A rip roaring romp with a real core of realism. I am a fan of thrillers, but modern Piracy had never really featured on my reading list. It was not really until I watched Captain Phillips that the news stories I had been hearing about pirates on the modern oceans really began to resonate, so when it was gently suggested that I read this, I was happy to comply. Not set in Africa ( which is where we see most of the new stories originate) as the title suggest this is is set in The Philippines and a great choice of setting it is.

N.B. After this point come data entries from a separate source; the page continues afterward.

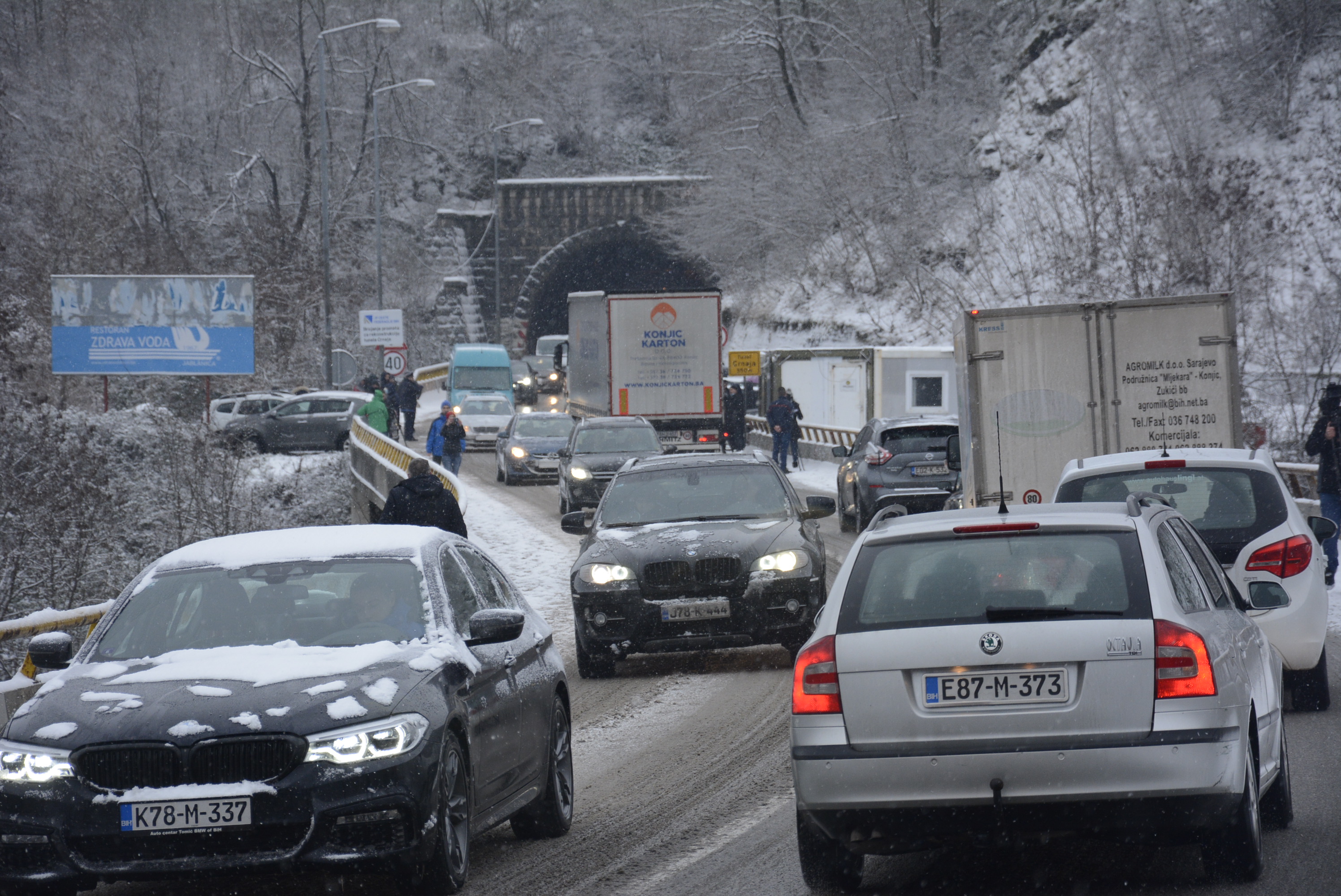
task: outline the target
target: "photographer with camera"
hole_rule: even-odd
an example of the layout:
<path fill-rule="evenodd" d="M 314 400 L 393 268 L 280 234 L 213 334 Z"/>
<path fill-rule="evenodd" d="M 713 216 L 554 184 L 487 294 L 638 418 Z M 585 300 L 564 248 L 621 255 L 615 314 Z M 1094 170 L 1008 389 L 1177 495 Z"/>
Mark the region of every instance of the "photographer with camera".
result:
<path fill-rule="evenodd" d="M 1313 424 L 1303 449 L 1310 457 L 1318 457 L 1318 500 L 1322 503 L 1322 515 L 1341 526 L 1341 480 L 1337 478 L 1337 471 L 1341 469 L 1341 444 L 1337 439 L 1337 427 L 1341 424 L 1341 382 L 1326 385 L 1318 400 L 1318 421 Z M 1336 535 L 1322 542 L 1322 553 L 1328 555 L 1326 582 L 1330 587 L 1337 571 Z"/>

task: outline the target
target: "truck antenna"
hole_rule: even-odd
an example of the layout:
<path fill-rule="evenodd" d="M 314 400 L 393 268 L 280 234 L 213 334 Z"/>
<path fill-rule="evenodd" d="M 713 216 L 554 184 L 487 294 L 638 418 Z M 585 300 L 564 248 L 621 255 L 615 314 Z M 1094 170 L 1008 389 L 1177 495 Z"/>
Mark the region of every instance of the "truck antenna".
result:
<path fill-rule="evenodd" d="M 1006 506 L 1006 469 L 1002 467 L 1002 412 L 996 412 L 996 492 L 1000 495 L 1002 503 L 996 508 L 998 514 L 1008 514 L 1010 507 Z"/>

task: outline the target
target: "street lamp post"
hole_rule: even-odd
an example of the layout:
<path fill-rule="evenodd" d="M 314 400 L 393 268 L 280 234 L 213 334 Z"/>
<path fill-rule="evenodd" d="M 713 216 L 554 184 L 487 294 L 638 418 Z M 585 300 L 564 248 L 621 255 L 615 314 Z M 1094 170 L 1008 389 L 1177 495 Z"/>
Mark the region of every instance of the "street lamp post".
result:
<path fill-rule="evenodd" d="M 365 19 L 338 28 L 327 28 L 316 35 L 316 90 L 322 109 L 322 317 L 325 318 L 325 334 L 322 338 L 322 372 L 326 376 L 326 388 L 335 388 L 335 376 L 331 370 L 331 216 L 330 216 L 330 126 L 326 121 L 326 35 L 373 25 L 378 31 L 397 32 L 401 23 L 396 19 Z"/>
<path fill-rule="evenodd" d="M 499 131 L 515 127 L 516 125 L 539 127 L 543 123 L 544 121 L 540 118 L 522 118 L 520 121 L 489 129 L 493 131 L 493 334 L 499 342 L 503 342 L 503 275 L 499 266 L 499 255 L 502 252 L 499 229 L 503 224 L 503 209 L 499 208 Z"/>

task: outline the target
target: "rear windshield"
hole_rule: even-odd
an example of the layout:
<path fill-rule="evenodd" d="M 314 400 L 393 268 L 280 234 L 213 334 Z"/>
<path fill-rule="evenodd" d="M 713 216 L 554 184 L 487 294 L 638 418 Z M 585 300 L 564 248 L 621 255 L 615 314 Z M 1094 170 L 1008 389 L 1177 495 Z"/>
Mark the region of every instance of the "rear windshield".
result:
<path fill-rule="evenodd" d="M 1137 491 L 1163 495 L 1187 518 L 1222 563 L 1287 519 L 1281 484 L 1265 469 L 1132 469 L 1073 479 L 1058 502 L 1126 500 Z"/>
<path fill-rule="evenodd" d="M 601 526 L 641 526 L 688 519 L 786 516 L 787 492 L 772 467 L 689 467 L 628 472 L 601 504 Z"/>
<path fill-rule="evenodd" d="M 900 427 L 880 435 L 880 447 L 892 455 L 945 451 L 945 440 L 959 432 L 959 427 Z"/>
<path fill-rule="evenodd" d="M 551 413 L 518 417 L 512 435 L 532 439 L 567 439 L 570 432 L 573 432 L 573 417 Z"/>
<path fill-rule="evenodd" d="M 156 578 L 98 644 L 106 659 L 298 641 L 347 647 L 424 637 L 424 589 L 409 561 L 276 563 Z"/>
<path fill-rule="evenodd" d="M 862 547 L 838 632 L 1149 614 L 1136 533 L 1030 533 Z"/>
<path fill-rule="evenodd" d="M 573 452 L 578 455 L 621 453 L 625 451 L 661 451 L 652 427 L 591 428 L 578 433 Z"/>

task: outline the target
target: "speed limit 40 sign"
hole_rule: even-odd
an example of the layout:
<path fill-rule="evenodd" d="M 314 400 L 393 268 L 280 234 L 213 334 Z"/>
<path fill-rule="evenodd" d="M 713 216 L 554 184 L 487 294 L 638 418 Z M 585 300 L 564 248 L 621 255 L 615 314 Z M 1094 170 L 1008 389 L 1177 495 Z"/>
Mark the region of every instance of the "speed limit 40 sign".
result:
<path fill-rule="evenodd" d="M 406 368 L 406 363 L 405 363 L 405 349 L 406 349 L 406 346 L 404 346 L 404 345 L 396 346 L 393 349 L 384 349 L 382 350 L 382 370 L 385 370 L 386 373 L 392 374 L 393 377 L 398 377 L 402 373 L 405 373 L 405 368 Z"/>

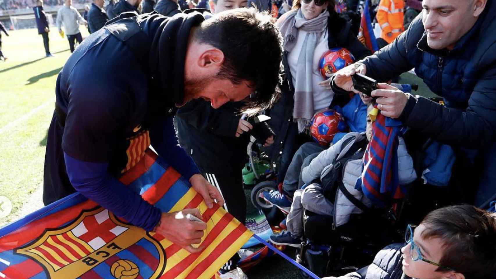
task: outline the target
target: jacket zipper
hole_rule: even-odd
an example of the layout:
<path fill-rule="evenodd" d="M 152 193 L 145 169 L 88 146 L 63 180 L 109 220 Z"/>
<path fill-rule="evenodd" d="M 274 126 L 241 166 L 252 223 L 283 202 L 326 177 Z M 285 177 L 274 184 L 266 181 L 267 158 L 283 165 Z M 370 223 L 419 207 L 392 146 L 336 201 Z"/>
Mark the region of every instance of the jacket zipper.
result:
<path fill-rule="evenodd" d="M 439 89 L 442 92 L 442 70 L 443 70 L 444 64 L 442 57 L 439 57 L 437 59 L 437 81 L 439 83 Z"/>

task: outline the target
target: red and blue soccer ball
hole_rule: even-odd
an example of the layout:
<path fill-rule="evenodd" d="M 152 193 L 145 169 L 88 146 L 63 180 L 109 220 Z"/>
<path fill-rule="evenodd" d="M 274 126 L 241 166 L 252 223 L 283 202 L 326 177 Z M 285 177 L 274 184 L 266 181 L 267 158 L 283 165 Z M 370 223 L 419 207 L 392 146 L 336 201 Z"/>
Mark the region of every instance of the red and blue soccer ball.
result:
<path fill-rule="evenodd" d="M 355 57 L 349 51 L 344 48 L 333 48 L 320 56 L 318 69 L 322 76 L 327 79 L 331 75 L 355 62 Z"/>
<path fill-rule="evenodd" d="M 348 129 L 343 115 L 334 110 L 327 109 L 313 116 L 310 134 L 317 143 L 328 146 L 334 135 L 339 132 L 346 132 Z"/>

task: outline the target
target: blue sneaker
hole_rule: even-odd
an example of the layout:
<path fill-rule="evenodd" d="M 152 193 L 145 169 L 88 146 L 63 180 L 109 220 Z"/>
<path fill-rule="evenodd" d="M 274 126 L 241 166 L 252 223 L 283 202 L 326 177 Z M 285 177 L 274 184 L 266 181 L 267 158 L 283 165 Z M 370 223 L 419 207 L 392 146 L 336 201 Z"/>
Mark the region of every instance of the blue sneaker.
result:
<path fill-rule="evenodd" d="M 296 248 L 302 247 L 301 237 L 295 237 L 287 230 L 283 231 L 279 234 L 271 235 L 269 241 L 276 245 L 291 246 Z"/>
<path fill-rule="evenodd" d="M 277 206 L 281 211 L 287 215 L 291 209 L 291 201 L 277 190 L 265 191 L 261 194 L 263 199 L 267 203 Z"/>

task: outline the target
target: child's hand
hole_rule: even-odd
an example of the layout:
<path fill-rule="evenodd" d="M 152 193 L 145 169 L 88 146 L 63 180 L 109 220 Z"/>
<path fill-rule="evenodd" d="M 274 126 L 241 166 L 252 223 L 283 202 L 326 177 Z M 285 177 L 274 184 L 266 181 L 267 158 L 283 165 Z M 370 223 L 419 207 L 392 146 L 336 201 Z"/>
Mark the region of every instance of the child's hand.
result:
<path fill-rule="evenodd" d="M 332 78 L 332 76 L 331 75 L 331 77 L 329 78 L 328 79 L 326 79 L 325 80 L 324 80 L 324 81 L 322 81 L 321 82 L 319 82 L 318 83 L 318 85 L 320 85 L 320 86 L 322 86 L 322 87 L 323 87 L 325 89 L 327 89 L 328 90 L 331 90 L 331 78 Z"/>

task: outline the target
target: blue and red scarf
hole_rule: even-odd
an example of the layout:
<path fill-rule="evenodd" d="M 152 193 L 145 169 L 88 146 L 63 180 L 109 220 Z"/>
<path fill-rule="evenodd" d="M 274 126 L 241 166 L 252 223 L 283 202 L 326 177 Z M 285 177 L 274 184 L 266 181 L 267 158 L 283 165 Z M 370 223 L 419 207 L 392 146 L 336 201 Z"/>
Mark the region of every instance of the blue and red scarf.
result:
<path fill-rule="evenodd" d="M 372 138 L 364 155 L 361 187 L 374 204 L 384 207 L 404 196 L 398 174 L 398 136 L 404 131 L 401 122 L 382 115 L 374 107 L 369 112 Z"/>

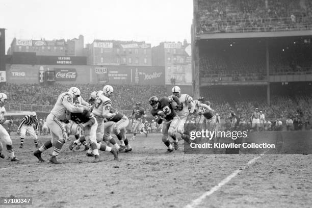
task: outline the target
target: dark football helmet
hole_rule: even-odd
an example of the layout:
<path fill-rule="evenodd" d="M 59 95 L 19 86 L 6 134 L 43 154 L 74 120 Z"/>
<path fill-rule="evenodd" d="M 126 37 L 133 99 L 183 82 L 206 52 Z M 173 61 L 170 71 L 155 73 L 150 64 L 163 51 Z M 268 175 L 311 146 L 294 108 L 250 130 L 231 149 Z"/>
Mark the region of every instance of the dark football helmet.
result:
<path fill-rule="evenodd" d="M 203 103 L 205 101 L 205 98 L 203 97 L 199 97 L 197 99 L 197 100 L 200 101 L 202 103 Z"/>
<path fill-rule="evenodd" d="M 158 98 L 155 96 L 153 96 L 148 100 L 148 103 L 150 105 L 153 109 L 157 109 L 159 102 Z"/>

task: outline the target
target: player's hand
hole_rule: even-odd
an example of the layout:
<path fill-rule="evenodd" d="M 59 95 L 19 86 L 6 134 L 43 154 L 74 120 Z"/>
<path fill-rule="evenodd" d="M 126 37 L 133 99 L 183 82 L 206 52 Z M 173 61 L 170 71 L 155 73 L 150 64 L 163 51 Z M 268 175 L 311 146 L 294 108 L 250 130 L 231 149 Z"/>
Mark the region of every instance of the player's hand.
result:
<path fill-rule="evenodd" d="M 80 123 L 78 124 L 78 126 L 82 128 L 83 128 L 86 126 L 83 123 Z"/>

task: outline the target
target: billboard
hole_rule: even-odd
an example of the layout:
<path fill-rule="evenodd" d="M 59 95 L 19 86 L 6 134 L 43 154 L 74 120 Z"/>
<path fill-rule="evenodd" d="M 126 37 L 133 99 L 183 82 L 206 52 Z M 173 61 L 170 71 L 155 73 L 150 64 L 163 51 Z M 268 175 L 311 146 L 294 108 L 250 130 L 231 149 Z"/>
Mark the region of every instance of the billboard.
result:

Rather than précis the plot, which you can get from the Amazon Blurb and other reviewers, I just want to speak to the elements of this book that kept me compelled. Firstly the characterisation. I was happy to see that our main protagonists were rounded and utterly believable in the roles they inhabit, never clichéd and the kind of folk you want to follow into peril just to make sure "they got through"
The story is clever, I had worked out the twist pretty early, but that is no reflection on Mr Granger as a spinner of tales, sometimes the journey is much more important than the destination. The fact that much of the grounding of the adventure comes from real journalistic experience gives a clarity and a freshness that is often missing from more formulaic thrillers of this genre.
The exotic setting gives the story another engaging hook and this would be a tremendous book to sit and read as waves lap against the shore on your next humid holiday abroad.
I thoroughly enjoyed it and will be seeking out " Oceans on Fire" very soon indeed.